1. Baseline systemic hypotension, defined as MAP < 50 mmHg or systolic blood pressure (SBP)< 90 mmHg at Screening.
2. Requirement of intravenous inotropes within 30 days prior to RHC procedure.
3. Use of oral, topical or inhaled nitrates within 14 days prior to RHC procedure.
4. Uncontrolled systemic hypertension: SBP > 160 mmHg or diastolic blood pressure (DBP) >100 mmHg at Screening.
5. History of portal hypertension or chronic liver disease, including active viral replication of hepatitis B and/or hepatitis C or classified as having moderate to severe hepatic impairment (Child-Pugh Class B-C).
6. Chronic renal insufficiency as defined by serum creatinine > 2.5 mg/dL at Screening or requires dialysis.
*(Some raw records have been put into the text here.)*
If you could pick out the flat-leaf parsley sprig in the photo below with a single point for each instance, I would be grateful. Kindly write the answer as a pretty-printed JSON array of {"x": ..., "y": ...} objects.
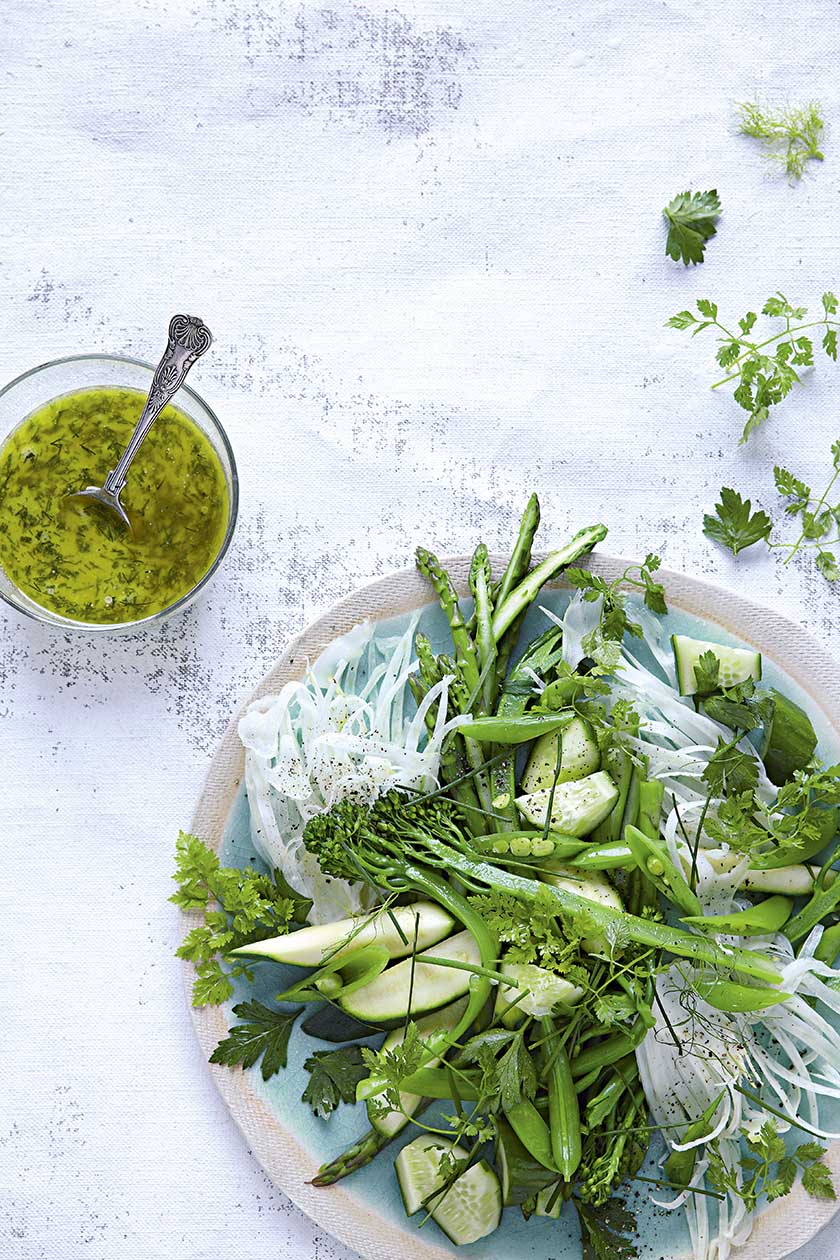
[
  {"x": 737, "y": 527},
  {"x": 763, "y": 377},
  {"x": 819, "y": 518},
  {"x": 692, "y": 219}
]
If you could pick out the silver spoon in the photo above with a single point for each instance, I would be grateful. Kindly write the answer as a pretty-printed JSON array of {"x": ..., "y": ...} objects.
[{"x": 188, "y": 340}]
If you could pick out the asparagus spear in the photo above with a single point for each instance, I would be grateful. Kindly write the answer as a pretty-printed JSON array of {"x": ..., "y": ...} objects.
[
  {"x": 465, "y": 650},
  {"x": 520, "y": 556},
  {"x": 523, "y": 595},
  {"x": 357, "y": 1156},
  {"x": 480, "y": 582}
]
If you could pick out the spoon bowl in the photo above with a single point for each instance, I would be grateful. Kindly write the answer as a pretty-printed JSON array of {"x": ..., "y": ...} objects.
[{"x": 189, "y": 338}]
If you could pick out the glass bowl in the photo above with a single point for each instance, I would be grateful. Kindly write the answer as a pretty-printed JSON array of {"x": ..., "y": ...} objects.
[{"x": 49, "y": 381}]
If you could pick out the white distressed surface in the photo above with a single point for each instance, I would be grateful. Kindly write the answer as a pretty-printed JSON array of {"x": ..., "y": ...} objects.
[{"x": 428, "y": 242}]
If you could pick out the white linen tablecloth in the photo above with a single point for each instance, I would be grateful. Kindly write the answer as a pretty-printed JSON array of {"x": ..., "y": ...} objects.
[{"x": 427, "y": 237}]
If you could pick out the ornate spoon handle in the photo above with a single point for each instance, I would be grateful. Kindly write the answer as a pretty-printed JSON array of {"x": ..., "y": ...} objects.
[{"x": 188, "y": 340}]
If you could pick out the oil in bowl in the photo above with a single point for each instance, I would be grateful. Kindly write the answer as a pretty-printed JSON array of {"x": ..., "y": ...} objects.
[{"x": 68, "y": 556}]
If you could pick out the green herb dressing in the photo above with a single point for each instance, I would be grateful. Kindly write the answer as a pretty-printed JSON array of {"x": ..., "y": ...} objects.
[{"x": 64, "y": 553}]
7. History of atrial septostomy.
8. Unrepaired congenital heart disease (CHD).
9. Pericardial constriction; restrictive or congestive cardiomyopathy.
10. History of left ventricular ejection fraction (EF) < 40% by multiple gated acquisition scan (MUGA), angiography, echocardiography, or cardiac magnetic resonance imaging (CMRI).
11. Symptomatic coronary disease with demonstrable ischemia.
12. Poorly controlled asthma defined by active wheezing and/or cough at the time of Screening or day of participation in Parts A and B.
13. Clinically significant intercurrent illness (including lower respiratory tract infection) or clinically significant surgery within 30 days prior to study drug administration.
14. Clinical RHC < 14 days prior to Screening.
15. History of non-arteritic anterior ischemic optic neuropathy (NAION) or retinitis pigmentosa.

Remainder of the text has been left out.